I am looking for a method to dynamically generate parallel fireworks as part of a larger serial workflow. The use case involves taking an input PDF and splitting it into its constituent pages, each of which gets passed into its own parallel firework for further per-page processing. After the completion of all parallel fireworks, I would like to run one final firework. Of course, the number of pages in an incoming PDF can only be determined at runtime, so I can’t hardcode the DAG into a Workflow object and then dynamically edit the links through FWActions. It seems like I would need a combination of the additions and detours kwargs to create this dynamic diamond workflow, but so far I haven’t been able to get anything working. Creating an initial DAG with two fireworks in series and then adding parallel fireworks as detours after the completion of the first firework not only breaks the expected parallelism of the detours (this was verified by going into mongo and finding that the parallel fireworks all end up linked with each other, essentially creating serial dependencies) but also causes the second firework to become a sibling of the newly added parallel fireworks, when I need guaranteed completion of the parallel fireworks before the final firework is triggered.
Thanks for your email and for reaching out. The strategy of having the two FWs (initial and final), and using “detours” to create the intermediate FWs should have worked as far as I understand your question.
I just wrote some basic code to test things out and confirmed the problem (FWS v0.96) that if there are multiple detours, that they end up having dependencies between them rather than being siblings of one another that can run in parallel. However, I did not get the problem that the second FW becomes a sibling of the detours; in my example, the second FW always executes last and is dependent on the initial FW and the detours.

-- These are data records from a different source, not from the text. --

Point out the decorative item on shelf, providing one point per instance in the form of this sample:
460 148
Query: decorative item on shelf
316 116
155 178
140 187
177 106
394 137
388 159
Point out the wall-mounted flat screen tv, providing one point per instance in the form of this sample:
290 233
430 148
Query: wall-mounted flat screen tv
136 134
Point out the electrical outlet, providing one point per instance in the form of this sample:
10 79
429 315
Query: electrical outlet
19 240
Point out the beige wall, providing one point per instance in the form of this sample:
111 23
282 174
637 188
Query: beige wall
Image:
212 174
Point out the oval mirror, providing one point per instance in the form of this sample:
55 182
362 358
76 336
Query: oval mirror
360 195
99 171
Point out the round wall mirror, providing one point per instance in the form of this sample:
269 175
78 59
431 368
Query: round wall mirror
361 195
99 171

I will try to correct the “detours” feature to work as intended and push a new release as soon as possible; thank you for identifying this bug.
Here’s the code I am using to test - let me know if it doesn’t represent the same situation as your example:
from fireworks.utilities.fw_utilities import explicit_serialize from fireworks.core.firework import FireTaskBase, FWAction, Workflow, Firework from fireworks.core.launchpad import LaunchPad from fireworks.core.rocket_launcher import launch_rocket, rapidfire from fireworks.user_objects.firetasks.script_task import ScriptTask @explicit_serialize class StartJob(FireTaskBase): def run_task(self, fw_spec): print 'Running the INITIAL FW' dt1 = Firework(ScriptTask.from_str('echo "this is intermediate job 1"' )) dt2 = Firework(ScriptTask.from_str('echo "this is intermediate job 2"' )) dt3 = Firework(ScriptTask.from_str('echo "this is intermediate job 3"' )) return FWAction(detours=[dt1, dt2, dt3]) @explicit_serialize class EndJob(FireTaskBase): def run_task(self, fw_spec): print 'Running the FINAL FW' if __name__ == '__main__' : lp = LaunchPad() # lp.reset('', require_password=False) fw1 = Firework([StartJob()]) fw2 = Firework([EndJob()], parents=[fw1]) wf = Workflow([fw1, fw2]) lp.add_wf(wf) rapidfire(lp)
That’s equivalent to my setup, the only difference being I have multiple instances of rapidfire(lp, nlaunches=-1) running to simulate independent workers. I also misspoke about the second FW becoming a sibling of the parallel FWs, as that occurred when I was experimenting with combinations of additions and detours; it’s expected that FWs added as additions and those added as detours would be siblings of each other.
Thanks again for the prompt response - looking forward to using Fireworks in its full capacity.
Ok, this issue should be fixed and released with a new test put in as of FW v0.97. Let us know if you still have issues with it afterward.
Preliminary usage after the update has been great. Will keep you posted if anything comes up. Thanks again for your help.